Nature NSW – Autumn 2021

Spiralling away, local losses in a global crisis

Gary Dunnett, Executive Officer

The more familiar you become with a park the more it divides a series of connected places, all with their own special characteristics.  Royal is my local national park – in fact the suburb I live in was originally part of the park before it was excised in a land swap in the late 1800s.  One of my favourite places in Royal is the Basin, an area of roughly sixty hectares of mangrove forest, sandflats and tidal creek.  I have a deep personal attachment to the Basin, built on childhood camping holidays, family picnics and days spent exploring the sandy swimming holes and oyster encrusted mangroves.  It was the natural choice when it came time to introduce my own kids to the joys of mask and snorkel. 

I few years ago I did a photographic project documenting the amazing diversity of wildlife that lives in the Basin.  I saw all the estuary staples like whiting, bream, flathead, blue swimmer and fiddler crabs, but the more I looked the more wildlife came to light.  My two favourites were the Southern Dumpling Squid, a tiny predator that roams the submerged mangrove roots at night hunting for shrimp and unwary fish, and the Sea Hare, a strangely charismatic ‘sea slug’ that emits a cloud of purple dye if disturbed.  

The project can be viewed (I’d suggest as a slideshow, look for the ‘triangle in a box’ symbol) at

It is against this somewhat less than objective backdrop that I’ve been watching with increasing horror as the once magnificent mangroves of the Basin have turned into stark white skeletons over the last year.  It is hard to tell from water level, but I’d estimate that as much as 40% of the mangrove forest has died over this time.  It’s not just the young or old trees, with individuals of all sizes going and both of the local mangrove species.  When I put on a mask, the scale of the problem simply increases, with once extensive seagrass beds smothered by mobile sands along with the muddy banks that attracted blennies, gobies and even the occasional mud crab. 

The thing that shocks me most about the apparent collapse of this once productive system is that it has happened so quickly.  NPA has contacted NPWS and the wetland scientists in the Department of Planning, Industry and Environment asking for an urgent investigation.  There are a few obvious candidates for the massive dieback, including browsing of mangrove foliage by the feral Rusa Deer that infest the park, the change in channel patterns that was triggered by the major storms earlier in 2020, or excessive heating of the shallow waters during last summer’s record-breaking heatwaves.  I suspect that the heat waves basically cooked the forest, with the others acting as contributing factors, but the issue clearly warrants careful investigation.

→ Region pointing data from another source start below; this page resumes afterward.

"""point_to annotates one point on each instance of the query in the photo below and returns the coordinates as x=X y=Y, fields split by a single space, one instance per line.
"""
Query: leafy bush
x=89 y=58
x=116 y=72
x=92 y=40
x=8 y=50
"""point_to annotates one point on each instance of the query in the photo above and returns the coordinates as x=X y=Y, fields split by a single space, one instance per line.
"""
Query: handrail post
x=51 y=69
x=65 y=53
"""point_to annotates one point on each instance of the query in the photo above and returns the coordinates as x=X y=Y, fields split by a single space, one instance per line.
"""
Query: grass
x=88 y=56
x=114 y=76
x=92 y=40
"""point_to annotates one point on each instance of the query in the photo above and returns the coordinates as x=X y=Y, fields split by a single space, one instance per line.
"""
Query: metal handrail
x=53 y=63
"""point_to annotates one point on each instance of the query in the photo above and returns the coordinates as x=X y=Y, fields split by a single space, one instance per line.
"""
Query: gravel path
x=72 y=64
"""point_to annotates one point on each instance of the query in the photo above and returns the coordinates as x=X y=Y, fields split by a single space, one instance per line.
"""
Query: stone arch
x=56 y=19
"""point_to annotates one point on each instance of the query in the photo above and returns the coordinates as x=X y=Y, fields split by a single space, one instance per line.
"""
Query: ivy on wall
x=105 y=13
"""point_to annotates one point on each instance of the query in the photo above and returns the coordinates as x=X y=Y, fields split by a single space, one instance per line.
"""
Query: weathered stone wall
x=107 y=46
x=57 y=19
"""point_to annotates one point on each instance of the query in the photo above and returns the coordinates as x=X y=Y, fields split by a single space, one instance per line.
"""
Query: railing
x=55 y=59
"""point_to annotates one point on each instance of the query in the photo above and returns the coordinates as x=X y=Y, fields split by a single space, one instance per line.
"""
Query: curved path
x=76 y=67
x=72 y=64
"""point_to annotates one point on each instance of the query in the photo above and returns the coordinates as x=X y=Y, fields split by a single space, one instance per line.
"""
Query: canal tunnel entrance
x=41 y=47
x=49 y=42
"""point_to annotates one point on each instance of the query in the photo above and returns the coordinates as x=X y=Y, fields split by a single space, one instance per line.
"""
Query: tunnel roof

It is entirely possible that the ecosystem collapse that is happening at the Basin is purely a matter of local factors that have little or no implications for the rest of our protected areas.  I genuinely hope that such proves to be the case.  Unfortunately, if there is anything the last summer told us, it is that the world is changing, and we cannot assume our climate, weather and environment will remain stable. 

This suggests a new type of vigilance by NPA members.  We need to be alert for more than the development proposals, poor practices or outright vandalism that degrades our parks and reserves, and keep an eye out for the ‘intact’ places that are showing signs of ecological damage or even collapse.  It is not a joyful task, yet identifying the local manifestations of climate change is incredibly important.  It helps to reinforce the momentum towards global action, and also offers the opportunity to enact local actions to mitigate or adapt to the emerging problems.  Adaptation is not an excuse for global inaction, but it will prove essential for the survival of many precious places.